A couple of years ago, my family and I visited Kennedy Space Center in Florida. One of the exhibits allowed visitors to listen to the actual audio of one of the Apollo launches. I remember sitting in the “control room,” so impressed and proud of what our country and its citizens had accomplished! I remember thinking, if we could put humans on the moon, with the “old fashioned” technology of the day, we could conquer many other technological hurdles.
Climate change is one of the biggest issues facing our nation and the world today. Slowing climate change is this generation’s Apollo mission. I believe that if we have the political and popular will, climate change is an issue we can address. Thus, I found Mitt Romney’s energy plan, announced yesterday, to be incredibly disappointing. I’m certainly not alone in my disappointment. Mr. Romney did not follow the lead of John McCain who, in 2008, acknowledged that climate change was a significant issue for the nation and supported carbon emissions reductions. In fact, Mr. Romney’s plan did not mention the issue of climate change at all. Instead of looking ahead toward renewable energy and becoming a worldwide leader in the industry, Mr. Romney’s proposal looks backwards toward an increased reliance on fossil fuels. Here’s how it’s explained on the campaign website:
“The United States is blessed with a cornucopia of carbon-based energy resources. Developing them has been a pathway to prosperity for the nation in the past and offers similar promise for the future.

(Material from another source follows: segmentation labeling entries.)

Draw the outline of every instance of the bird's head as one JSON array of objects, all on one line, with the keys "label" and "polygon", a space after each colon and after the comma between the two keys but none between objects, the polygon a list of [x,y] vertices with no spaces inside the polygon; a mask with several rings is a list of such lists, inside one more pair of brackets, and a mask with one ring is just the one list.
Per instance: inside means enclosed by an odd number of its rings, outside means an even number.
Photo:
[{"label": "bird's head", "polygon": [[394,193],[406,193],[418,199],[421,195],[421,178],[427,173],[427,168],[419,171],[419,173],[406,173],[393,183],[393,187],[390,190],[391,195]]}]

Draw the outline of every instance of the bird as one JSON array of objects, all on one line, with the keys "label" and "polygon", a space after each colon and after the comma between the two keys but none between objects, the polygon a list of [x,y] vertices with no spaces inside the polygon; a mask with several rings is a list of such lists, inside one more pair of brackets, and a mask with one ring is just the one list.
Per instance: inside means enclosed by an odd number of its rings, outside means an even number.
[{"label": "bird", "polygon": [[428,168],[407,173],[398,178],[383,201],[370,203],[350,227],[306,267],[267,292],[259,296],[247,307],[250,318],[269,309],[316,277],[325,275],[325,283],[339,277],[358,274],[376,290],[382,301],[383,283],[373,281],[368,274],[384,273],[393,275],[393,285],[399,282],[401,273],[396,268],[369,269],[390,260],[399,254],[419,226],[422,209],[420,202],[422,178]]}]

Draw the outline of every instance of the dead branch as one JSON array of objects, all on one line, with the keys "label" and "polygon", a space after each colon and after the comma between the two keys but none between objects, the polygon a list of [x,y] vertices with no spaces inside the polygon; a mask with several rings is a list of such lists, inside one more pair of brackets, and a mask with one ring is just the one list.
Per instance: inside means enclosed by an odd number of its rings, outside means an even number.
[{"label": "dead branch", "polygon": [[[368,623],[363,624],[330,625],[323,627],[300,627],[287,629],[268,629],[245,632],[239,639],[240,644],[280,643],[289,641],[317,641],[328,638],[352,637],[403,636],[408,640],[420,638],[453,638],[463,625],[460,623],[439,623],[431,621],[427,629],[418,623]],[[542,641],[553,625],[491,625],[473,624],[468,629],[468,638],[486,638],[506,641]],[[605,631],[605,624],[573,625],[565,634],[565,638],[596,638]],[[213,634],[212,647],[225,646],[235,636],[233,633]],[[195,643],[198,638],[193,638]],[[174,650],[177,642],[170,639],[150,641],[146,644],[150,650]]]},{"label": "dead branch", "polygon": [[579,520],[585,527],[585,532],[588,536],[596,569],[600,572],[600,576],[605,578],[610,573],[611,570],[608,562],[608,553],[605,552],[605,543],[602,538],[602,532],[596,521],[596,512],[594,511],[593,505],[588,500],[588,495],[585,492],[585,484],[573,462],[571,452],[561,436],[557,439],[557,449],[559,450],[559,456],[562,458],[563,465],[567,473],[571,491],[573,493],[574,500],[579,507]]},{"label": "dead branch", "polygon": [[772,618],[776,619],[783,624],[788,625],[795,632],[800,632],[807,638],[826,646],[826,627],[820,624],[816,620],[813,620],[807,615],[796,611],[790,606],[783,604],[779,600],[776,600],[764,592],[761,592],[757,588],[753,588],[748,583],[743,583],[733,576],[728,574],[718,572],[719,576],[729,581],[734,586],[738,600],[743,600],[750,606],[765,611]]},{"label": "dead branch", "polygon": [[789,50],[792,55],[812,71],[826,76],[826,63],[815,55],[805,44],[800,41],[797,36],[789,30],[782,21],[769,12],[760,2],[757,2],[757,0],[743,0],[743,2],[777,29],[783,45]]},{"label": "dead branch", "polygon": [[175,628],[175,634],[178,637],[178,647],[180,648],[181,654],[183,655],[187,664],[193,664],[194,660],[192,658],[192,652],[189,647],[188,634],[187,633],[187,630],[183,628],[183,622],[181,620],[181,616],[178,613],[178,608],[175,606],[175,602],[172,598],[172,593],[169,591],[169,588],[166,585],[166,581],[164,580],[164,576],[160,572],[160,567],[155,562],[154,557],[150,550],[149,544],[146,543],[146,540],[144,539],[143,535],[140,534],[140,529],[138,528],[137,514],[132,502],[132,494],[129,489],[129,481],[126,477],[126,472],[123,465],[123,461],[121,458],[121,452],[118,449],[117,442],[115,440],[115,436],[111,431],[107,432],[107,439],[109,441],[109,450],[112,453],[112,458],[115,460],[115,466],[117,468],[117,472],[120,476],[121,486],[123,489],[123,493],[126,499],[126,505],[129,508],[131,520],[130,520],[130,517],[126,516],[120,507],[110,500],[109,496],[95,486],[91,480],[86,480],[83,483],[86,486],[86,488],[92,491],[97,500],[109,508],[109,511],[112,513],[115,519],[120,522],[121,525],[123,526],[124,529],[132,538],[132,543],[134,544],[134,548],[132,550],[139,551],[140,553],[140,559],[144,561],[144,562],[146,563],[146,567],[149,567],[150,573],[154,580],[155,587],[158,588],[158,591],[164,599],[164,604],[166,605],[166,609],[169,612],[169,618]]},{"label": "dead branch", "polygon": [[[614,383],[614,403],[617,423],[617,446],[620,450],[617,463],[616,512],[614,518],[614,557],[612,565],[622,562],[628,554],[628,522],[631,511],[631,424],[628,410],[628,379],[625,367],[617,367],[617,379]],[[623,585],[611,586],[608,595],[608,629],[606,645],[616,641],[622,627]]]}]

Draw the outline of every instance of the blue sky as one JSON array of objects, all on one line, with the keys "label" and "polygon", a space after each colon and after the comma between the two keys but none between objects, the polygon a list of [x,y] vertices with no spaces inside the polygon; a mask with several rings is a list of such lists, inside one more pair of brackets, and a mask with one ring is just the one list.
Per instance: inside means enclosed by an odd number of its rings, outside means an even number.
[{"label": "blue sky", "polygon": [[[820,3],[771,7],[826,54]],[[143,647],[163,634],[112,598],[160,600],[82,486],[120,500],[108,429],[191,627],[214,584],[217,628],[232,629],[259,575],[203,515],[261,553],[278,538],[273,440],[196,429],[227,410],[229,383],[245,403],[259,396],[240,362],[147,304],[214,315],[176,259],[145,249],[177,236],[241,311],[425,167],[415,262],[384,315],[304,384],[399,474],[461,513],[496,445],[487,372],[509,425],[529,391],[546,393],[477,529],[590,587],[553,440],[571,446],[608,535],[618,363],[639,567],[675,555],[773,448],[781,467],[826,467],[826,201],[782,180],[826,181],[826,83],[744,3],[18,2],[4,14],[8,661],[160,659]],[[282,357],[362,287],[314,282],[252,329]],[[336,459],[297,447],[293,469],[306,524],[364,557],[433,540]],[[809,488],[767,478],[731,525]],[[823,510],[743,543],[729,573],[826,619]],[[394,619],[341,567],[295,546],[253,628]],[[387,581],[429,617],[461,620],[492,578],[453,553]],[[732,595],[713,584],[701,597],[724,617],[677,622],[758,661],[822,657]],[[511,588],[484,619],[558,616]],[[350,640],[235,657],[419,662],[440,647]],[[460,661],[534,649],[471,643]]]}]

- Conduct comprehensive survey of America’s energy reserves
- Open America’s energy reserves for development
- Expand opportunities for U.S. resource developers to forge partnerships with neighboring countries
- Support construction of pipelines to bring Canadian oil to the United States
- Prevent overregulation of shale gas development and extraction”
Additionally, Mr. Romney proposes to “amend [the] Clean Air Act to exclude carbon dioxide from its purview.” Wow. At a time when the UN’s Intergovernmental Panel on Climate Change (2007)(IPCC) and the National Oceanic and Atmospheric Administration (NOAA)have stated that CO2 is a major cause of climate change, that’s his solution? Here are a few statements from the IPCC and NOAA regarding climate change:
- “Global atmospheric concentrations of carbon dioxide, methane and nitrous oxide have increased markedly as a result of human activities since 1750 and now far exceed pre-industrial values determined from ice cores spanning many thousands of years. The global increases in carbon dioxide concentration are due primarily to fossil fuel use and land use change, while those of methane and nitrous oxide are primarily due to agriculture. (IPCC 2007)
- Current levels of atmospheric CO2 are the highest in the past 650,000 years. (NOAA)
- “Most of the observed increase in global average temperatures since the mid-20th century is very likely due to the observed increase in anthropogenic greenhouse gas concentrations. This is an advance since the TAR’s conclusion that “most of the observed warming over the last 50 years is likely to have been due to the increase in greenhouse gas concentrations”. Discernible human influences now extend to other aspects of climate, including ocean warming, continental-average temperatures, temperature extremes and wind patterns.” (IPCC 2007)
In comparison, President Obama’s proposed energy policy acknowledges the reality of climate change and is more favorable than Mr. Romney’s toward renewable energy (although I’d like to see the “clean coal” item disappear). Mr. Obama’s proposals include an “all of the above” strategy that encourages development of fossil fuel resources, as well as wind and solar energy. Probably, Mr. Obama’s biggest achievement toward reducing greenhouse gases while in office would be the legislation that will improve the overall fuel economy of the nation’s passenger auto fleet to 54.5 miles per gallon by 2025, roughly double the fuel economy of 2008.
So why should our energy policy be an issue on which you vote? Because climate change will affect the lives of our children and our grandchildren – that’s an issue greenmomsters should care about. If you’re still unconvinced, check out this video, the first in a series on climate change from Joylette Portlock:
I fully understand that gradually moving our energy policy towards renewables won’t be easy or simple. Neither was going to the moon. It’s going to take leadership, vision, and political courage. But isn’t that what we should expect from our elected officials? The U.S. didn’t become the richest and most powerful nation in the world by looking backward. We didn’t become who we are by being fearful of new ideas or new directions. We’ve always been a leader in technology and innovation. I hope we can once again find that spirit of courage, innovation, and leadership and insist that our government leaders help to create an energy policy that is sustainable for many future generations.